Read Drainland (Tunnel Island Book 1) Online
Authors: Iain Ryan
A
wave
of humidity swept in. It felt like nuclear fallout. Romano cranked the Land Cruiser’s air-con and checked her map. This was the place. Pastor Frith’s Mission was on the southern fringe of Drainland, down under the lighthouse. It was more accessible than the camp. They had what looked like a dirt track cut down from the main road and this track was gated, locked fast with a thick chain.
She had a number for the Mission. She called it.
“Holy Beach.”
“Oh, hi. My name’s Constable Laura Romano. I was hoping to come in and have a chat with the Pastor this morning. Is he around?”

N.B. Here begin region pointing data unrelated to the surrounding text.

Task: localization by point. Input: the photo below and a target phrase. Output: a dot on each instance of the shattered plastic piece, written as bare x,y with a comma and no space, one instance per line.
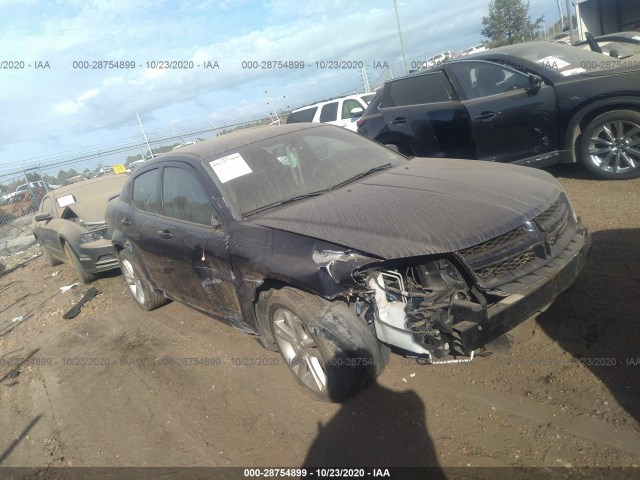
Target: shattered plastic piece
68,287
75,310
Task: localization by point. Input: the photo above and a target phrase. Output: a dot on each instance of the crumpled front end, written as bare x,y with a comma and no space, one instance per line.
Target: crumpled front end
453,304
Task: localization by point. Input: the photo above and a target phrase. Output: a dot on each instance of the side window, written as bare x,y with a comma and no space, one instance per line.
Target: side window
185,199
329,112
418,90
145,191
305,115
349,105
480,79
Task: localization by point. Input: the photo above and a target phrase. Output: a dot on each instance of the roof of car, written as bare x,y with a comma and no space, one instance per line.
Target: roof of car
215,147
94,182
333,99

“Nah. He’s over in the camp already. Joe likes to make an early start on the day, especially days like today.”
“Who am I on with?”
“Pauline. His wife.”
“Pauline, I’m up on the road. Any chance you could come let me in?”
Pauline hesitated. “Joe…He won’t be back for lunch till midday, at the earliest. Some days he doesn’t come in at all. So—”
“That’s okay. I can wait. It’s nothing pressing.”
“Well, I guess, I could…Let me see.”
It took a good long while. Romano was dying for a cigarette but didn’t dare crack the car window. Eventually, a small woman appeared out of the scrub on a trail bike. Mid-fifties, dressed entirely in white. She wore tennis shorts, split at the side, a tank top and visor. Her hair sprang out the sides of her hat—a bright white curly fro—and it bounced slightly as she walked over.
“How you doing there, Constable? Hot enough for ya?”
“Plenty,” said Romano.
“Okay, then, follow me. Watch the bend halfway in, there’s a pothole the delivery men are always getting stuck in.”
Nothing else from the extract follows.